Переводчик подъехал к кучке народа.
– Шапку то сними… шапку то, – заговорили в толпе, обращаясь друг к другу. Переводчик обратился к одному старому дворнику и спросил, далеко ли до Кремля? Дворник, прислушиваясь с недоумением к чуждому ему польскому акценту и не признавая звуков говора переводчика за русскую речь, не понимал, что ему говорили, и прятался за других.
Мюрат подвинулся к переводчику в велел спросить, где русские войска. Один из русских людей понял, чего у него спрашивали, и несколько голосов вдруг стали отвечать переводчику. Французский офицер из передового отряда подъехал к Мюрату и доложил, что ворота в крепость заделаны и что, вероятно, там засада.

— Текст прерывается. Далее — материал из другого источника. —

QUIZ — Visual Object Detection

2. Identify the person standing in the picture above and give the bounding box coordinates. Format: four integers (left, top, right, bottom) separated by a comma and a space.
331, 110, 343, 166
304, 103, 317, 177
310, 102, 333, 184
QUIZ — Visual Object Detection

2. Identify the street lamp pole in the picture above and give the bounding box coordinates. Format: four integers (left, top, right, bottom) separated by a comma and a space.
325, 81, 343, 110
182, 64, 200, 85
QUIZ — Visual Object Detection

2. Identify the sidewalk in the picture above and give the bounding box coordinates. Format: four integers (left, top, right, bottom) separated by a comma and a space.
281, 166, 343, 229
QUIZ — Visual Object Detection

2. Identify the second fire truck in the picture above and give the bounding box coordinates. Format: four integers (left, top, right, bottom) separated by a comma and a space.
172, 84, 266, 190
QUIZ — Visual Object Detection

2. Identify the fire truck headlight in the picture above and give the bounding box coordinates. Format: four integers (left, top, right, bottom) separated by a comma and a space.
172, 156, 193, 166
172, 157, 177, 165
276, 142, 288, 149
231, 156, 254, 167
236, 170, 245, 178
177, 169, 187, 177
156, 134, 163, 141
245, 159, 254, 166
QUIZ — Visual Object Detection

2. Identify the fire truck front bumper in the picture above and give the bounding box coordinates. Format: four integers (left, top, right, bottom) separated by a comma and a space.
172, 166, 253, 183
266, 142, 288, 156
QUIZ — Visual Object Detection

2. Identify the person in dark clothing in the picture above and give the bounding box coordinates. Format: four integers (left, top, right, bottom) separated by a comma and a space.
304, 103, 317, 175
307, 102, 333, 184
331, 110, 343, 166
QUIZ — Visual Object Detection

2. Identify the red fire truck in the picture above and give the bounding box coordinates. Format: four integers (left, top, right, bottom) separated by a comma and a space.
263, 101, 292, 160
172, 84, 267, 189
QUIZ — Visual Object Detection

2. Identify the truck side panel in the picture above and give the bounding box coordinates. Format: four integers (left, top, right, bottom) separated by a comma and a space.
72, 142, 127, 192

– Хорошо, – сказал Мюрат и, обратившись к одному из господ своей свиты, приказал выдвинуть четыре легких орудия и обстрелять ворота.
Артиллерия на рысях выехала из за колонны, шедшей за Мюратом, и поехала по Арбату. Спустившись до конца Вздвиженки, артиллерия остановилась и выстроилась на площади. Несколько французских офицеров распоряжались пушками, расстанавливая их, и смотрели в Кремль в зрительную трубу.
В Кремле раздавался благовест к вечерне, и этот звон смущал французов. Они предполагали, что это был призыв к оружию. Несколько человек пехотных солдат побежали к Кутафьевским воротам. В воротах лежали бревна и тесовые щиты. Два ружейные выстрела раздались из под ворот, как только офицер с командой стал подбегать к ним. Генерал, стоявший у пушек, крикнул офицеру командные слова, и офицер с солдатами побежал назад.
Послышалось еще три выстрела из ворот.
Один выстрел задел в ногу французского солдата, и странный крик немногих голосов послышался из за щитов. На лицах французского генерала, офицеров и солдат одновременно, как по команде, прежнее выражение веселости и спокойствия заменилось упорным, сосредоточенным выражением готовности на борьбу и страдания. Для них всех, начиная от маршала и до последнего солдата, это место не было Вздвиженка, Моховая, Кутафья и Троицкие ворота, а это была новая местность нового поля, вероятно, кровопролитного сражения. И все приготовились к этому сражению. Крики из ворот затихли. Орудия были выдвинуты. Артиллеристы сдули нагоревшие пальники. Офицер скомандовал «feu!» [пали!], и два свистящие звука жестянок раздались один за другим. Картечные пули затрещали по камню ворот, бревнам и щитам; и два облака дыма заколебались на площади.